Um dos fantasmas que me perseguia, era como seria recebido, agora que não tinha a força da G3 a impor-me. A surpresa no acolhimento, logo ao chegar à fronteira em Pirada, terra que só conhecia de nome, do tempo em que se ouviam os rebentamentos e alguém dizia - Pirada está a comer !
Guiné-Bissau > 2005 > Morcão e dragão, o Zé Teixeira pôde testemunhar e comprovar, algures numa tabanca do interior, o orgulho de se ser... portista!
Foto: © José Teixeira (2006). Direitos reservados.
Senti-me como que em Portugal. A preocupação do polícia, que me atendeu, foi saber onde tinha estado no tempo da guerra e lá localizou um irmão em Buba e um primo em Quebo. Queria saber se eu os conheci.

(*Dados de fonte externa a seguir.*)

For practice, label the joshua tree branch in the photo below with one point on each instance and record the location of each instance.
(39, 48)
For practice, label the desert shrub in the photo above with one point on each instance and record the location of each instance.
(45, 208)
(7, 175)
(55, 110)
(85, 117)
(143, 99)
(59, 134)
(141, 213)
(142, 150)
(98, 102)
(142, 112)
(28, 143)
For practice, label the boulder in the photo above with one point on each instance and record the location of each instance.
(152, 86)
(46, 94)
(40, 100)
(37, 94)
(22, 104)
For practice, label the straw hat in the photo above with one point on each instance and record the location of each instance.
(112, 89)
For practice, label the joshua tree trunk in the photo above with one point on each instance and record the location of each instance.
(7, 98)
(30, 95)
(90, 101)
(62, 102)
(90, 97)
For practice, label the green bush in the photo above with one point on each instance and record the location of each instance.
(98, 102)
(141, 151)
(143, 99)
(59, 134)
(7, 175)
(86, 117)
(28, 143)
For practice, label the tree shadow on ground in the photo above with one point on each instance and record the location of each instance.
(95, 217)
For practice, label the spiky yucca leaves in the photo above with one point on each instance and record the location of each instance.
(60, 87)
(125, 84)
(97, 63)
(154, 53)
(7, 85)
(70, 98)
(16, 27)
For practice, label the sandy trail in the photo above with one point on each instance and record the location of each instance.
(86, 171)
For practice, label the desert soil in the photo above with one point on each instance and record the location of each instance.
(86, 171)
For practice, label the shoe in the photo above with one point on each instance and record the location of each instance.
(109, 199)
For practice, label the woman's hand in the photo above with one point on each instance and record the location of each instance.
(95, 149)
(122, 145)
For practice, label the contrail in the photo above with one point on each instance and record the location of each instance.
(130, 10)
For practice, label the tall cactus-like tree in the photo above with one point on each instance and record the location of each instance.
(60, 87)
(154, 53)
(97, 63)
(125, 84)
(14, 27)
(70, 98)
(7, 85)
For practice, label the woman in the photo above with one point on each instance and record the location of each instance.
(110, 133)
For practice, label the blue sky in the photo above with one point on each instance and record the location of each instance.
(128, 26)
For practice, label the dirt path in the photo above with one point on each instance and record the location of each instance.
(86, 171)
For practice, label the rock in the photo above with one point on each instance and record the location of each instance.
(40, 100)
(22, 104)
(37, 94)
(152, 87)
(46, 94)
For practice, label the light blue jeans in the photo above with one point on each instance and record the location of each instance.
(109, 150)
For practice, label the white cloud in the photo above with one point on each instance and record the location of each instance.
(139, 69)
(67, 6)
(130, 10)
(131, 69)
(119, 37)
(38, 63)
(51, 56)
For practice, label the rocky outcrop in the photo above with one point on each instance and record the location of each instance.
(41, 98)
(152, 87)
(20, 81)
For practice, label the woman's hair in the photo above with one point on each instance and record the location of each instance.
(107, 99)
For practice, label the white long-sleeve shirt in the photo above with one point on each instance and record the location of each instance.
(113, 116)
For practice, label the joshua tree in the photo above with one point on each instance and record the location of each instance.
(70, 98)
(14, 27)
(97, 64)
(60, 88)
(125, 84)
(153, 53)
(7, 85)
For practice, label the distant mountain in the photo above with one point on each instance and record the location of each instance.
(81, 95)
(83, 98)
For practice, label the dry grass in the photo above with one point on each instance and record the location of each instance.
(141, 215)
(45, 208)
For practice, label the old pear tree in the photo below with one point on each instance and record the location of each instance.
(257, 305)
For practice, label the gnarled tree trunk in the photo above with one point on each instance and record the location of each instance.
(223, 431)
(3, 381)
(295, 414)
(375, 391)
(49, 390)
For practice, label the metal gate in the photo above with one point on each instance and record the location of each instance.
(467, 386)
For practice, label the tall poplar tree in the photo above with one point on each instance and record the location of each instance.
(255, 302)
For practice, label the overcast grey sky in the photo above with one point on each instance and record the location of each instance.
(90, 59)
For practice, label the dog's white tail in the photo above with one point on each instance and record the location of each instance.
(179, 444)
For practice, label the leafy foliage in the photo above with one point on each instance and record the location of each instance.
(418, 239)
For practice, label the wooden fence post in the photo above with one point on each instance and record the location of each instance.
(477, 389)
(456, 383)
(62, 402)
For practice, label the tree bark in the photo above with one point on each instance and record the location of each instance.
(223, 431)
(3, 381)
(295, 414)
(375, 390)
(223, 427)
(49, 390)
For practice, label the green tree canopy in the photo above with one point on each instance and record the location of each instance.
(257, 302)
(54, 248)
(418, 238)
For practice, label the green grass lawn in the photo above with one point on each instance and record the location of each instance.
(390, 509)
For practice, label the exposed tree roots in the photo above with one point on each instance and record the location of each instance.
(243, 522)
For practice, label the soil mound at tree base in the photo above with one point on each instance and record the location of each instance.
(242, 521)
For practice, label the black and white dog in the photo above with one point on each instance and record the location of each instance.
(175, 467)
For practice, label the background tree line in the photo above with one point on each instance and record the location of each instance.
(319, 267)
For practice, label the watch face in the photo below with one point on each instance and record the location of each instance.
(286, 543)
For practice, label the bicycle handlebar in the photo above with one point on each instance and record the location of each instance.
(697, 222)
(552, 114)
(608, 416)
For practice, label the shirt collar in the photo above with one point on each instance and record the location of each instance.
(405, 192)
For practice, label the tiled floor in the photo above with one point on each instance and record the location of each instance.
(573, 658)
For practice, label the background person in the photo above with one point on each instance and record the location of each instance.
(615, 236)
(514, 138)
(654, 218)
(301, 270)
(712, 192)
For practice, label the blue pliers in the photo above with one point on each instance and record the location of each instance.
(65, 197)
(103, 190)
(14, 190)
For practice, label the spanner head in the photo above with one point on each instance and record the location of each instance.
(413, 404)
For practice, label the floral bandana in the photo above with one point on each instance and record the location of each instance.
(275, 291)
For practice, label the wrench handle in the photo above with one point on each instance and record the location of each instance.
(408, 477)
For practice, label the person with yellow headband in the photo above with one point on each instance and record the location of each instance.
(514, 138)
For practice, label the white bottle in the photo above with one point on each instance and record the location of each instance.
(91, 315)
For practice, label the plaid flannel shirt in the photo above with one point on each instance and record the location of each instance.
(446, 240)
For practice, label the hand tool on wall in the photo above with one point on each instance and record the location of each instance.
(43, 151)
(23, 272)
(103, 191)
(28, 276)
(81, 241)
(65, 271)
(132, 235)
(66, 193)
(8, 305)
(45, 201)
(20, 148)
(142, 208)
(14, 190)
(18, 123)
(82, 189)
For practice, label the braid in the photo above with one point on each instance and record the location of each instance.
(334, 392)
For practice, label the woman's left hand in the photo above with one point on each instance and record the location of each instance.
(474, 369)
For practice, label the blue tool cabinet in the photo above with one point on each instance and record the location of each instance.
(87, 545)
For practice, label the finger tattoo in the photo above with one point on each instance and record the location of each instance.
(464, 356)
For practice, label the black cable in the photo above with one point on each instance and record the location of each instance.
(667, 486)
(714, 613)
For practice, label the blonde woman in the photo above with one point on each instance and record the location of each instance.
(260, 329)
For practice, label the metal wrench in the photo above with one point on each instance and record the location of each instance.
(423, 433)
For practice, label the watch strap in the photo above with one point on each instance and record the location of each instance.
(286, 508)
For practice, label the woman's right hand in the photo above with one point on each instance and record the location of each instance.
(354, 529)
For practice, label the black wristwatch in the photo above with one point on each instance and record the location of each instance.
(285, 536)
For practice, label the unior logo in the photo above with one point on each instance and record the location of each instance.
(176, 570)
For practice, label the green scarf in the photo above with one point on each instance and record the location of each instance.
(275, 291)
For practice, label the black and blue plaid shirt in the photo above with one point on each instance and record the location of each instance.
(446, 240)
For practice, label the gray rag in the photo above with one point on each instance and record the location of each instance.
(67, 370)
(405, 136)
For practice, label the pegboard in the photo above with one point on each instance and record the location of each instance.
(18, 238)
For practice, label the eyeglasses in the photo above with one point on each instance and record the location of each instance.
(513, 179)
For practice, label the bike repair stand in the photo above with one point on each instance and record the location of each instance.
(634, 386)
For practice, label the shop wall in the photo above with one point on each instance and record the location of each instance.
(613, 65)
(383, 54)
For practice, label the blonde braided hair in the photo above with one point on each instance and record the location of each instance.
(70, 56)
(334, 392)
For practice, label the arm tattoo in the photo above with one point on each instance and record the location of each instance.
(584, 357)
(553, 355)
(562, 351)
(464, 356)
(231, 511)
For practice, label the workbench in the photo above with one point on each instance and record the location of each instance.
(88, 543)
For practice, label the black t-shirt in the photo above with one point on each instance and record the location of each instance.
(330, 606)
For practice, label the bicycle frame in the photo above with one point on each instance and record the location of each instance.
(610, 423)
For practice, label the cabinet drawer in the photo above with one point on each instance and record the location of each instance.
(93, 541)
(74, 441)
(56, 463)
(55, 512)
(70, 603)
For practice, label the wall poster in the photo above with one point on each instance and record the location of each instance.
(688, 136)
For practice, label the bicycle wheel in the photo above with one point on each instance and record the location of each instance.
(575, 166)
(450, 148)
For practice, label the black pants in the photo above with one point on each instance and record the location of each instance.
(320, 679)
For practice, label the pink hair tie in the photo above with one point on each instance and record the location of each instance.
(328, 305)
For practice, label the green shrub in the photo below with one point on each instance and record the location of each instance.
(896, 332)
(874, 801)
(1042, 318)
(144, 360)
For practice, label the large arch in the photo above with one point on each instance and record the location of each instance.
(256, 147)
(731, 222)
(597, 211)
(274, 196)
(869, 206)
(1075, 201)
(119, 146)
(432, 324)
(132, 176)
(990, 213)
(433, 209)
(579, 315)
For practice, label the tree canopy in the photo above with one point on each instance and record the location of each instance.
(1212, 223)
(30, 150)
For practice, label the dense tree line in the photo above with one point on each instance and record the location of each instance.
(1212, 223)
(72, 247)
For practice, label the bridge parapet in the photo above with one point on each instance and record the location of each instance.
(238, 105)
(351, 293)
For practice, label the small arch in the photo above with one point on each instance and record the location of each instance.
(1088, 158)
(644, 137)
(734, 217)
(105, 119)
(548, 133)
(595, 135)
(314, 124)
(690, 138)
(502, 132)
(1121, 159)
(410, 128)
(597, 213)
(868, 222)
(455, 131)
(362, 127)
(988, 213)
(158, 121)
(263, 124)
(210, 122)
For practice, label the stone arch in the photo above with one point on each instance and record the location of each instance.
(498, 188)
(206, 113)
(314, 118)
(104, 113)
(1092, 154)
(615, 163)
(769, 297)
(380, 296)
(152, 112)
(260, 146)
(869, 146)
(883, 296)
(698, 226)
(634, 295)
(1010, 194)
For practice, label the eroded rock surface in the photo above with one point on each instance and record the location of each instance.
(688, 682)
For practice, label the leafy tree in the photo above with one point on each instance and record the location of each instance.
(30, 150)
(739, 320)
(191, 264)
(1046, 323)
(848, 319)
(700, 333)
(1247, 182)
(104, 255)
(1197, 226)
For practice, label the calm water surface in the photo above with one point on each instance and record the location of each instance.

Revi amigos, antigos companheiros - Portugueses da Guiné, que lutaram a meu lado -, que se recordavam de mim, que me procuravam para recontar, recordando, cenas vividas em comum., que falavam de outros companheiros, uns desaparecidos que o tempo não perdoa, outros aqui ou além, na sua nova vida a que tiveram de se adaptar, outros que fugiram para nunca mais, ou ainda, os que foram assassinados com o estigma de traidores à Pátria, só porque estavam do lado errado, quando a guerra acabou.
Revi bajudas, agora mudjer garandi, com filhos e netos, que me recordaram velhos tempos de convívio e de namoro, porque não. Elas eram tão lindas ! Como nos divertíamos nos espaços de tempo que o bandido da mato nos permitia !
Visitei uma tabanca que foi base inimiga (Sare Tuto, ou Tabanca Lisboa, como os seus habitantes gostam que lhe chamem) situada a cerca de 5 Km de Buba (5).
Daí partiam para as emboscadas que sofri, para os ataques aos aquartelamentos, para me saudarem ao deitar, acordar de noite ou de manhã cedinho com as suas mortíferas canhoadas. Hoje, é, apenas e só, mais uma Tabanca da Guiné, cuja população já não precisa de se esconder quando ouve o Já passou (*), se é que ainda existem na Guiné aviões desse tipo, o que duvido.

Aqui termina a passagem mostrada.